Monday, April 30, 2012

Hannah Arendt: Action is an end in itself

Hannah Arendt
I'm sitting here at home in Sandefjord. It's the last day of April. My thoughts go to Hannah Arendt and her critique of Kant's understanding of the concept and phenomenom of action. While Arendt has a radical understanding of action, Kant is not really concerned with action at all. He is concerned with morality. He has many ideas about morality, but very few, if any, of action. Both Arendt and Heidegger have written about this.

Arendt uses Kant as a starting point when she makes her critical analysis of action. She says that action is an end in itself. Not a means to reach a goal but an end in itself. This is the opposite of Kant. Saying that the important thing with actions is not that they have to be good, but that the freedom to act is important. Actions without freedom are no longer acts. She even says that bureaucracy and administration systems are not action oriented. They do not even act! Strongly put! It's a bit of a critical thought. However, she believes that politics has to do with action. Politics must never become bureaucracy and administration. Policies must be free. She bases her thoughts of act on her understanding Heidegger, considering his political view, this seems strange.

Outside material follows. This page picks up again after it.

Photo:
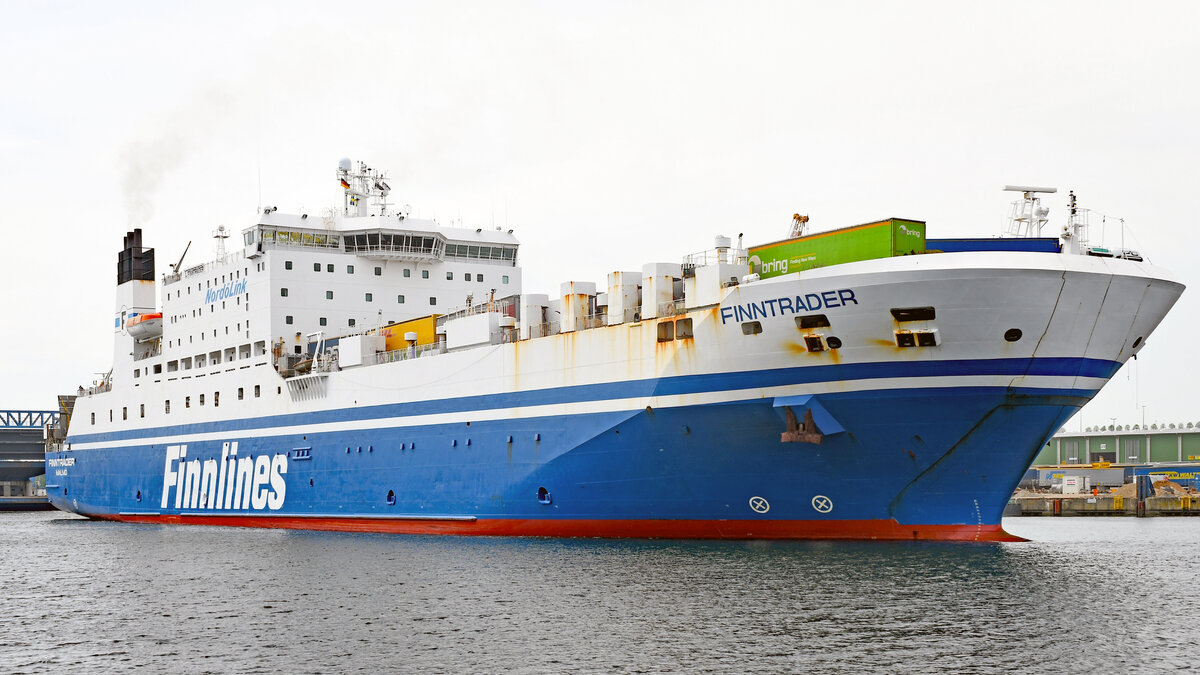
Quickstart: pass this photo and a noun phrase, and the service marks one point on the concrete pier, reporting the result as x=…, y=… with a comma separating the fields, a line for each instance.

It is interesting to imagine the connection with Arendts understanding of action with that of Kierkegaard. His understanding of action has been called a radical existential practice. What if I see them in context? Or read Arendt in light of Kierkegaard? I think both are based on Aristotle. And both criticize Plato's doctrine of truth. This makes perhaps the clearest Heidegger. Plato saw the truth that light, the sun is there and shines so clear to them that come out of the cave.

Heidegger attempted to show that the truth that which is uncovered and that the truth lies in the movement. Thus the action. Kierkegaard believed that the truth lay in subjectivity. Being oneself. making responsibility for oneself and ones life. Being an individual in general. Especially in The Moment (Øieblikket) he is really radical. His political manifesto. He says in his journals that truth is the secret that the dying take with them. From this perspective, I see that " The Secrets of Knowledge" written by John Lundstøl is about truth (perhaps life as well). What a book! Politics as Lundstøl describes it, is poiesis, techne and praxis. It may be all three, but I think Lundstøl believe that politics is the most of all praxis.

Arendt goes so far in the book "Violence in our time" to say that it is not the evil acts that are the greatest problems in our modern age. The opposite of good deeds are not evil deeds, but indifference. Indifference is saying that it is the same what you choose or if you fail to choose. Here is a critique of Sartre, as in the example of the young man in "Existentialism is Humanism" is facing a choice between three options. He can choose to stay with his sick mother, to go to war against the Nazis, or not to choose (as Sartre believes is a choice). The last thing I do not agree i Sartre calls this a radical choice. But the choice is unimportant. This is incorrect. The choice is not indifferent. The individual must strive towards choosing the right choice. What the right thing to do is, the individual must find out for oneself through reflection, which precedes the action. Sartre and Kierkegaard are far apart. Sartre's ideas are dangerous because they are characterized by indifference. But it seems illuminating to have found a thinker Kierkegaard put up against. Sartre is readable, I can understand what he writes. Kant, however, is difficult. He makes things difficult. As if he does it on purpose. The truth is no more true by making it difficult. Kant makes the question "What should I do?" to a moral question. Arendt writes about this as well. Sartre does not even that. He is not concerned with morals or ethics, I think. Kierkegaard makes the question of an ethical question. He makes ethics into action. Maybe you could say that ethics is the sentence verb, not an object. This I think Arendt would agree in. For this reason, action an end in itself and not a means to achieve a goal.